While long-COVID is frequently characterized as having a persistent lingering symptom or symptoms three or more months post-infection, Lloyd said it’s important to recognize many people’s lives are still turned upside down even if they’re feeling better at the 12-week mark.
“That (definition) still means that someone has been incapacitated for up to three months. That’s a quarter of the year. That’s devastating,” she said.
“I’m not a good patient. If I’m sick for two or three days, I find that almost intolerable. I just can’t imagine what six weeks would be like, let alone months to two years.”
‘An outcome other than dead or alive’
Lloyd said one bright spot uncovered during the first survey was patient experiences improved overall between waves one and two. She’s hopeful that continues to be the case for struggling patients who contracted COVID-19 during waves three to five.
“Early in the pandemic people didn’t know long-COVID (was going to be a thing) but they should have. It was predictable because we saw it with SARS,” Lloyd said.
“But there wasn’t general awareness that there would be an outcome other than dead or alive. As that became understood, the number of people who reported being treated dismissively decreased.”
She points to the World Health Organization (WHO) as having been helpful. The WHO crafted clinical definitions along with detailed information and a checklist of symptoms for what it calls post COVID-19 condition.
Lloyd added that ongoing “significant” international research efforts to identify long-COVID risk factors are also very encouraging.
‘We will still be getting COVID’
“Why do some people get long COVID and some people don’t? Once you know what the difference is you can start trying to address that,” Lloyd said.
“Unfortunately, we will still be getting COVID. It’s not gone away. If we can control it so that a higher proportion get over it quickly, that is a huge benefit in terms of less human suffering.
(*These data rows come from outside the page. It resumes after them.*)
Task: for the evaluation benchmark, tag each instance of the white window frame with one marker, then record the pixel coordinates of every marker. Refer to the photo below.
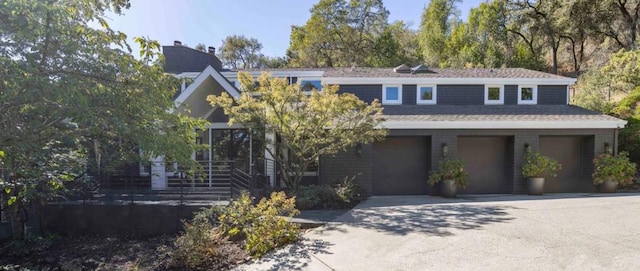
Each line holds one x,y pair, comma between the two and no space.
434,95
534,90
486,94
384,94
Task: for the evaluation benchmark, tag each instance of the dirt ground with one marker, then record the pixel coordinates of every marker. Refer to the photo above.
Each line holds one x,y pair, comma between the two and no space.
88,253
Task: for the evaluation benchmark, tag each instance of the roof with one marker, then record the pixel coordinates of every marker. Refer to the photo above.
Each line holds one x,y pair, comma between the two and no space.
180,59
442,73
496,117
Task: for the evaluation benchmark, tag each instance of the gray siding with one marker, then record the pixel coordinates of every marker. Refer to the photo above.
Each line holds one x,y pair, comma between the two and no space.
552,94
460,94
366,93
409,94
336,167
510,94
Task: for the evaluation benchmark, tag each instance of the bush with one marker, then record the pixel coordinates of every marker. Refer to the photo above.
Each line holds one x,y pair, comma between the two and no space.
203,246
616,168
345,194
537,165
263,227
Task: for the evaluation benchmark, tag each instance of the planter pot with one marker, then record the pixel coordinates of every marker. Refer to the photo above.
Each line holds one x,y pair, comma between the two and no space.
608,187
448,188
535,186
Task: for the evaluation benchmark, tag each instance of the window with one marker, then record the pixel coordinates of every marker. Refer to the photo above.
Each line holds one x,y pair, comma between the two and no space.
392,94
528,95
309,85
493,94
426,94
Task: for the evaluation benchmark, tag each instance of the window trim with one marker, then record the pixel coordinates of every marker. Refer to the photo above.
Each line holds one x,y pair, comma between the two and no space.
434,95
391,102
534,90
500,101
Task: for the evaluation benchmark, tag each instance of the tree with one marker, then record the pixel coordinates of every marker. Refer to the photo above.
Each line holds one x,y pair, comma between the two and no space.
308,126
239,52
74,103
436,25
338,34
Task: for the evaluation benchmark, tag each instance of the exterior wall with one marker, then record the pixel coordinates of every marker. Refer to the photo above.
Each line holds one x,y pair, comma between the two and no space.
552,94
460,94
366,93
348,164
336,167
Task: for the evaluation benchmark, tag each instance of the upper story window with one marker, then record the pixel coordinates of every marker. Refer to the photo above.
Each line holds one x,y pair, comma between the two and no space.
493,94
426,94
392,94
309,85
527,95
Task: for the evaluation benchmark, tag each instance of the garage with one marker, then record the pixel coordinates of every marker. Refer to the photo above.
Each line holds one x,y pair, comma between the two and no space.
400,166
568,150
485,160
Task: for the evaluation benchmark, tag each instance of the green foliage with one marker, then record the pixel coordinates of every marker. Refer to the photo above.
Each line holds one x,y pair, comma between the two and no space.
239,52
202,246
450,169
339,33
74,101
308,125
616,168
263,226
537,165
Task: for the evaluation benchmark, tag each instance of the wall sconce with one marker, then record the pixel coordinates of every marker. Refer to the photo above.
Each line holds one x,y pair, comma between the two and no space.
445,150
607,148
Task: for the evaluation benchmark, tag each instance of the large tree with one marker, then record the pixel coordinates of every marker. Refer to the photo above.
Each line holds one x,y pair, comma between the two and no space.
339,33
307,125
75,102
240,52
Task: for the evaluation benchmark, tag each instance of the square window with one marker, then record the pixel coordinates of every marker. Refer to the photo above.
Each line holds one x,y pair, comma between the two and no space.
392,94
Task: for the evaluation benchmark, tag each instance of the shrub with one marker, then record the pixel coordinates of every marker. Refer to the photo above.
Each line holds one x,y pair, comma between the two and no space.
450,169
263,227
615,168
537,165
203,246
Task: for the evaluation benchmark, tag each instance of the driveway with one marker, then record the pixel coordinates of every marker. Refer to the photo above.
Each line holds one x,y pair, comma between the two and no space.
499,232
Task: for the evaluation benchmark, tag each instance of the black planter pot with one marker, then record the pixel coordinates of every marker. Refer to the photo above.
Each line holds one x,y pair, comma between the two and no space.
448,188
535,186
608,187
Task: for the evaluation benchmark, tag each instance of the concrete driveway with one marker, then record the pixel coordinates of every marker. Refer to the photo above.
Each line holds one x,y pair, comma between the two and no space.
503,232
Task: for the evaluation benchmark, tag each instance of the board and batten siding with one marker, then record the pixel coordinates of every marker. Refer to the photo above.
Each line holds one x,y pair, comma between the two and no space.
460,94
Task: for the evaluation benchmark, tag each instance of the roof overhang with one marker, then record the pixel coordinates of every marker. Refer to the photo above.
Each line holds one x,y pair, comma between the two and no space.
448,81
482,125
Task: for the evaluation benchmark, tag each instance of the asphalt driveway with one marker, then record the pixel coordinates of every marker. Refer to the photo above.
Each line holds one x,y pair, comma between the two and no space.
551,232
Which is the point.”
Lloyd, a renowned tick and Lyme disease researcher, is hopeful researchers will also use what they learn about long-COVID and apply it to other multi-system debilitating illnesses like chronic Lyme disease, fibromyalgia, and chronic fatigue syndrome.
She said it doesn’t matter what triggers these illnesses — they’re all similar and patients need the same kind of help.
“What I would like to see is a response that helps people as they try to regain their health, so it means reconfiguring our health care system to some extent,” she said.
“But that’s long overdue and providing more holistic integrating health care is long overdue. It was probably going to be pushed by economics, so this is just one more shove in that direction.”